Pela primeira vez, os cientistas conseguiram garantir que pacientes com danos graves na córnea – a parte transparente do olho que cobre a pupila – tenham a visão restaurada graças a um transplante de células-tronco. O procedimento foi realizado em quatro pessoas, sendo que três delas apresentaram melhora significativa e duradoura, enquanto o paciente com quadro mais grave teve leve reversão após um ano. Os resultados foram publicados na revista científica A Lanceta no início de novembro. Mas como é feito esse tratamento?
Os pacientes tratados viviam com deficiência de células-tronco límbicas (LSCD). Quando há falta dessas células, a córnea começa a ficar coberta por tecido cicatricial, perdendo a transparência e levando à cegueira. As razões para a condição são traumas oculares, infecções como herpes ocular, doenças autoimunes ou problemas genéticos.
Os tratamentos para esta condição geralmente incluem o transplante de células da córnea obtidas do olho saudável do paciente. Quando ambos os olhos estão comprometidos, podem ser usados transplantes de córnea de doadores falecidos.

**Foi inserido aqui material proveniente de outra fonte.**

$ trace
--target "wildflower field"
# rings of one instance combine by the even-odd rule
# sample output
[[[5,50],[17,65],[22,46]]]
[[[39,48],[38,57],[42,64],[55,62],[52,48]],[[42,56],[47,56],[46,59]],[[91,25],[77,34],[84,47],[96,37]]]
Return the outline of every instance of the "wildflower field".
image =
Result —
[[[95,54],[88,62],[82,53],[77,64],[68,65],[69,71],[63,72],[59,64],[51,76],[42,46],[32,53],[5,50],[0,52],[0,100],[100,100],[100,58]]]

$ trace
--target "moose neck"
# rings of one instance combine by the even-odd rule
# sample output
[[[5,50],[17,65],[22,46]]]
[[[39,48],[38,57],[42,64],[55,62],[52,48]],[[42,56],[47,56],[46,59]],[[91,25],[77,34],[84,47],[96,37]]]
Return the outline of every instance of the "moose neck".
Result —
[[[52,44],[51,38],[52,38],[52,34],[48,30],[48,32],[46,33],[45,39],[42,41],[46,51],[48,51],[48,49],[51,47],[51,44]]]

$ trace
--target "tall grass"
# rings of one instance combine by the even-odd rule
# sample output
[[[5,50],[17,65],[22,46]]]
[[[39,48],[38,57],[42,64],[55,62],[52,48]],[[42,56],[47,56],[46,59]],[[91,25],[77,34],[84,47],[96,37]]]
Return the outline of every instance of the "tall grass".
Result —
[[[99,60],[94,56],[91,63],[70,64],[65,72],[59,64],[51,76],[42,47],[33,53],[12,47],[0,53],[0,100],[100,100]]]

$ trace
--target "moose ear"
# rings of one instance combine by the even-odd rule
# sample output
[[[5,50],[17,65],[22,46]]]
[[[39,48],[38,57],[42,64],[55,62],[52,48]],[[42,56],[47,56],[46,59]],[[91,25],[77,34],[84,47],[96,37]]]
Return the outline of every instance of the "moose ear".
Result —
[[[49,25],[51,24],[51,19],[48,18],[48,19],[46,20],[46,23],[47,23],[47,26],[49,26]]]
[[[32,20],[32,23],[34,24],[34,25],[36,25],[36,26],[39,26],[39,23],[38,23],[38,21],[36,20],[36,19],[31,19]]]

O problema é que, no primeiro caso, os resultados podem ser incertos e é necessária a biópsia de tecido do olho saudável, o que é invasivo. No segundo, como explica o oftalmologista Flávio MacCord, diretor da Sociedade Brasileira de Oftalmologia (SBO), há risco de rejeição por parte do sistema imunológico do paciente.
Os cientistas usaram então uma fonte alternativa de células para transplante: células-tronco pluripotentes induzidas. A técnica é baseada em pesquisas de Shinya Yamanaka e John Gurdon, ganhadores do Nobel de 2012, que mostraram que é possível induzir células adultas maduras a um estado semelhante ao das células-tronco embrionárias, que podem se transformar em qualquer tipo de célula do cérebro. . corpo.
Técnica ‘revolucionária’
Os cientistas usaram células sanguíneas de um doador saudável, reprogramaram-nas para um estado embrionário e transformaram-nas numa camada fina e transparente de células do revestimento da córnea, que foram transplantadas em pacientes.
Além disso, durante a cirurgia, o tecido cicatricial que cobria a córnea danificada foi removido, deixando a superfície pronta para o transplante. “Em seguida, uma camada de células epiteliais (que cobrem a superfície) da córnea, cultivadas em laboratório a partir de células-tronco, foi posicionada sobre a área e fixada com pontos finos. Para proteger o enxerto e auxiliar na cicatrização, um adesivo de contato terapêutico para lentes foi colocado na córnea”, detalha MacCord.
O estudo incluiu dois homens e duas mulheres, com idades entre 39 e 72 anos. Dois anos após os transplantes, nenhum apresentou efeitos colaterais graves e os enxertos não haviam formado tumores ou sido rejeitados.
“O diferencial desse tratamento é que evita a necessidade de doadores compatíveis, reduzindo assim o risco de rejeição imunológica”, explica MacCord.
Segundo o médico, a expectativa é que esse avanço possibilite novos tratamentos para casos complexos, reduza a dependência de doadores e revolucione o manejo da deficiência de células-tronco límbicas.